Here at Where We Live, the staff have made a few “resolutions”: Tucker has vowed to not trim his beard once in 2012. Dankosky is branching out to start a hip clothing line for “working professionals” (Lots of tweed jackets/sweater vest combos.) And I hope to reach my life-long goal of making it on Hartford.com’s list of “25 Connecticut Twitter Users you Should be Following.” (@Scuttlebuttt, ahem)
Oh, and of course we’ll continue to bring you the best radio shows every single day. Here’s what’s coming up:
MONDAY: New Years Special
Majora Carter’s The Promised Land Episode 2: Farm-to-Plate Innovator — Cheryl Rogowski
Where does our food come from? Since we pay close attention to so many aspects of food in the holiday season, host Majora Carter visits the northern reaches of the New York metropolitan area, where Cheryl Rogowski, a fourth-generation farmer, grows 200 varieties of fruits and vegetables. In 2004, Cheryl became the first farmer to receive a MacArthur Fellowship. She was honored for her innovative approach to agricultural programs and for reimagining and reinvigorating the American family farm. Farming in the 21st century encompasses agricultural work but also addresses community, social, civic and education needs. “It’s not enough to just ride a tractor today,” states Rogowski. She will give us a tour of her farm, and we’ll hear from people she works with in the many programs she has created — from mentoring migrant farmers to creating low-cost CSAs for senior citizens, from supplying food for soup kitchens to helping with innovative sustainable farming programs in local communities.
TUESDAY: I Do?
About half of all adults in the United States are currently married. This is a record low, according to a new Pew Research Center study. If current trends continue, the share of adults who are currently married will drop to below half within a few years. Despite this trend, the decline is far less for adults with college educations than among the less educated. If marriage is becoming more concentrated among the more affluent and educated, what does this mean for future generations? Coming up, we’ll look at the issue and what it looks like here in Connecticut?

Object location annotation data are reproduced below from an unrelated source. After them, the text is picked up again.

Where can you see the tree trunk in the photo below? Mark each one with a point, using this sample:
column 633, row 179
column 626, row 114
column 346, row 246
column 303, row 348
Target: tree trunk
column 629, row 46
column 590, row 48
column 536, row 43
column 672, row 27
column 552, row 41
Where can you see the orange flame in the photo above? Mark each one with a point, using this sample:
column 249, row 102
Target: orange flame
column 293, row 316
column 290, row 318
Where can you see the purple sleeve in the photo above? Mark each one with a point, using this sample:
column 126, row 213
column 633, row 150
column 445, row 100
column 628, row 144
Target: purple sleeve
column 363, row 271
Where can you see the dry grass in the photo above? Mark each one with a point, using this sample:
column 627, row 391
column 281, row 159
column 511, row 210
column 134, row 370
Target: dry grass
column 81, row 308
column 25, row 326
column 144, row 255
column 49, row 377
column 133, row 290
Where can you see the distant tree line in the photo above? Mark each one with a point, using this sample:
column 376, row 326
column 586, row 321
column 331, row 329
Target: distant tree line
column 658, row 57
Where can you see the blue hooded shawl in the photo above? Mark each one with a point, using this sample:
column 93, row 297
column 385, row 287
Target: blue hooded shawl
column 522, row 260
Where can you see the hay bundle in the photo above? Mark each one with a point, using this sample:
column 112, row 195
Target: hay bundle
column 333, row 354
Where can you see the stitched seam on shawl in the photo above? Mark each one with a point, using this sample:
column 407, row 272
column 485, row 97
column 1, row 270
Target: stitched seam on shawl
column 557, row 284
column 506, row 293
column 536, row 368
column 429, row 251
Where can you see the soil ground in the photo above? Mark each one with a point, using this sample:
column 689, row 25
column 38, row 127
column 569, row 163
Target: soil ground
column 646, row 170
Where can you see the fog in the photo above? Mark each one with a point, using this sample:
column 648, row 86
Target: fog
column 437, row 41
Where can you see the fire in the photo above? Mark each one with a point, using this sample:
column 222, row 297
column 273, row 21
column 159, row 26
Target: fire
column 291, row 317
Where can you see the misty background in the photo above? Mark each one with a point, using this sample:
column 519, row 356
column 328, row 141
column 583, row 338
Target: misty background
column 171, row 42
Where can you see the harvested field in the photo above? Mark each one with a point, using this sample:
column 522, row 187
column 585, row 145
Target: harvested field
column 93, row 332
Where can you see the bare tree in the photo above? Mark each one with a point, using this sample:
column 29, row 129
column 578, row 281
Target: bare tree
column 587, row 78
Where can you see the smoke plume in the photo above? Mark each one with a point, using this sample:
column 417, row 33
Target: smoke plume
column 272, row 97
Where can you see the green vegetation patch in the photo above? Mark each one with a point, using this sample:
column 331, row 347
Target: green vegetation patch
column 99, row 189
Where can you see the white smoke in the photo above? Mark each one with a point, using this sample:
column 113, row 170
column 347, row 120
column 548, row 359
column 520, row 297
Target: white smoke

WEDNESDAY: Where’s the Beef?
In 2010, Americans consumed 26.4 billion pounds of beef. Like many things, not all beef is the same. We’ll speak with the owner of a Connecticut beef farm who was feeding his cattle grass before it was popular. We’ll also discuss the impact of droughts and government regulations on the beef industry as a whole. A recent Texas drought reduced the cattle population by 600,000 in that state and the FDA relaxed antibiotic regulations in beef.
THURSDAY: Cable TV
Today it’s a look at cable companies in Connecticut. A new UMASS study says despite the bad economy, the cable industry added jobs and generated almost a billion and a half dollars in economic activity in 2010. We’ll look at how the cable companies operate in the state – where customers have very little choice on price and provider. And what’s the future for cable TV? We’ll find out.
FRIDAY: Just Checking-In
We’re really checking in on some recent shows, including our fracking and natural gas show from August. Environmental reporter Nick Kusnetz will once again join us for the latest in the fracking debate from Canada to the States. And what’s happening with Hartford’s rebranding campaign?